One thing I understood very well was that Senator Kwankwaso is no longer the local champion that his distractors may want people to believe. People of political influence came from different states to see him and even while he was attending to us, I saw notable personalities well outside his traditional political base waiting to see him. Besides, on my way to Kano from Abuja, I observed that at least one out of every four commercial vehicles from diverse locations had a sticker of Kwankwaso’s picture pasted on its back.
Sometimes, I use to imagine the level of success, Kwankwaso’s political movement will achieve if he had not made it very personalized and conservative. I used to believe that if he had been more concerned about people keying into his vision more than being interested in the type of clothes he wants to see them wear, his movement would have been stronger.
It was once told that, you don’t dare go to see him without a red cap on your head. Gradually, I believe his presidential ambition and his several months out of the Kano Government House must have soften that aspect of him; for the lack of red caps on our heads didn’t appear to give us any disadvantage as far as his attention towards us was concerned.
However, on our way out of his living room just at a time when I was filled with appreciation on how well he had received us even without white attires and red caps, I saw a dining table which was an exhibition of a sort. From table water to toilet paper, it carried most of the utilities you may think of branded in the Kwankwasiyya red colour. Almost every other thing in the room was either white or red. You may criticise the man all you want, but he’s not giving up on his Kwankwasiyya brand any time soon.

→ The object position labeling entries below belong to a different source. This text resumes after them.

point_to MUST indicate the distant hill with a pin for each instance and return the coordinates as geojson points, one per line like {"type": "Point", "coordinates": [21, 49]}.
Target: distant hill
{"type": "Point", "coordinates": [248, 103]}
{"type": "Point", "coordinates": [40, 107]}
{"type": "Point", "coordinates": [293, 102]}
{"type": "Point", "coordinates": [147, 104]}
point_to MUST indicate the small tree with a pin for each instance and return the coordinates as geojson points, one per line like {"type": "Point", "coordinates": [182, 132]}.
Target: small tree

We were very cautious not to turn our visit into a political one, but there were two issues I had wanted to raise in my botched open letter which Kwankwaso directly and indirectly addressed. On his visit to Kano, he said it was carefully designed to achieve a win-win situation which it did. If they had allowed him visit Kano, he would have definitely demonstrated who actually has the people on his side. If they don’t, the world would know that they are afraid of him and the consequence of his visit. On his political future, he appears to be less concerned about it than most of us. From the way he appears relaxed, confident and determined, it is evident that he has a very good plan which may remain secret for a while.

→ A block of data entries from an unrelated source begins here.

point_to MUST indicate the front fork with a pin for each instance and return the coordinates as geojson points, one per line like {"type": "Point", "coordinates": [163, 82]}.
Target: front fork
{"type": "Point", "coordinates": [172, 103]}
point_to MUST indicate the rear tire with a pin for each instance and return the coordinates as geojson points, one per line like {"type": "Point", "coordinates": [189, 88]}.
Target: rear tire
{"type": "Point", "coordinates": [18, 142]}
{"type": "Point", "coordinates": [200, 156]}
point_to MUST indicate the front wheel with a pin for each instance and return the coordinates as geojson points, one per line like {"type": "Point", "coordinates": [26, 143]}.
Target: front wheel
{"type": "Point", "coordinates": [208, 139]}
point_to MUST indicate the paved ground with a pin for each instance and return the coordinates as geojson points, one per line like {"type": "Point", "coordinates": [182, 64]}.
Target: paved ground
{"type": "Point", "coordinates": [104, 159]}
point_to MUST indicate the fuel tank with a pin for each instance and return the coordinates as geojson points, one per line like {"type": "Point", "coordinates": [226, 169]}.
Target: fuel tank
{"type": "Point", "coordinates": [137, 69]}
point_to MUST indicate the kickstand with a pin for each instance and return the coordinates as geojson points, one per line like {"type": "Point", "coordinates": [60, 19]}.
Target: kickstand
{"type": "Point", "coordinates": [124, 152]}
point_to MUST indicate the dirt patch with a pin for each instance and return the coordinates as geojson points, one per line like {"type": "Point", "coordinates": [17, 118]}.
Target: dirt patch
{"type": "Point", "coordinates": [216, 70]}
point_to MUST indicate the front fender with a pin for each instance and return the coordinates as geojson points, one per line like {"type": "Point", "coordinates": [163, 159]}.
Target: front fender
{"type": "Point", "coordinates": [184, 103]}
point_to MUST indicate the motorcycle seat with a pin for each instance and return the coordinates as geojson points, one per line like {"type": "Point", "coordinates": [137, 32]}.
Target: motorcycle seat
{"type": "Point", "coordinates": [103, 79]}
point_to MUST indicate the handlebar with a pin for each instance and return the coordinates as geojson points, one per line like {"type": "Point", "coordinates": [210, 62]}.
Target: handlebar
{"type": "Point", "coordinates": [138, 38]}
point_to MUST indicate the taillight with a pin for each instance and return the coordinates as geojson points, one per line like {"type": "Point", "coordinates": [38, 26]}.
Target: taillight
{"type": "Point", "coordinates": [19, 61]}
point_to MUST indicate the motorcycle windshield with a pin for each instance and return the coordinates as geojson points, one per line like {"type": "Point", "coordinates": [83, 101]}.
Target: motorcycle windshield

May be, I was star stricken, but I must confess that Kwankwaso is not only a strong personality, but a political genius as well. Apart from Buhari, I don’t know of any politician in contemporary Nigeria who has more organic followership. What makes his even more impressive is the shorter time it took to achieve and while Buhari’s is more natural, Kwankwaso’s is more effort-driven. If he doesn’t get the presidency in 2019, it wouldn’t be for lack of trying.
One of his associates once told me that Kwankwaso’s 24 hours are virtually about politics every day. I used to consider it as an exaggeration ever since, but considering the fact that we left his house well after 12 midnight and he was still receiving people without any sign of stopping soon, I began to have a second thought. By the time I woke up in the morning after a heavy sleep and switched on my TV set only to see Kwankwaso already in Porthacourt after such a long night, my doubts were completely cleared.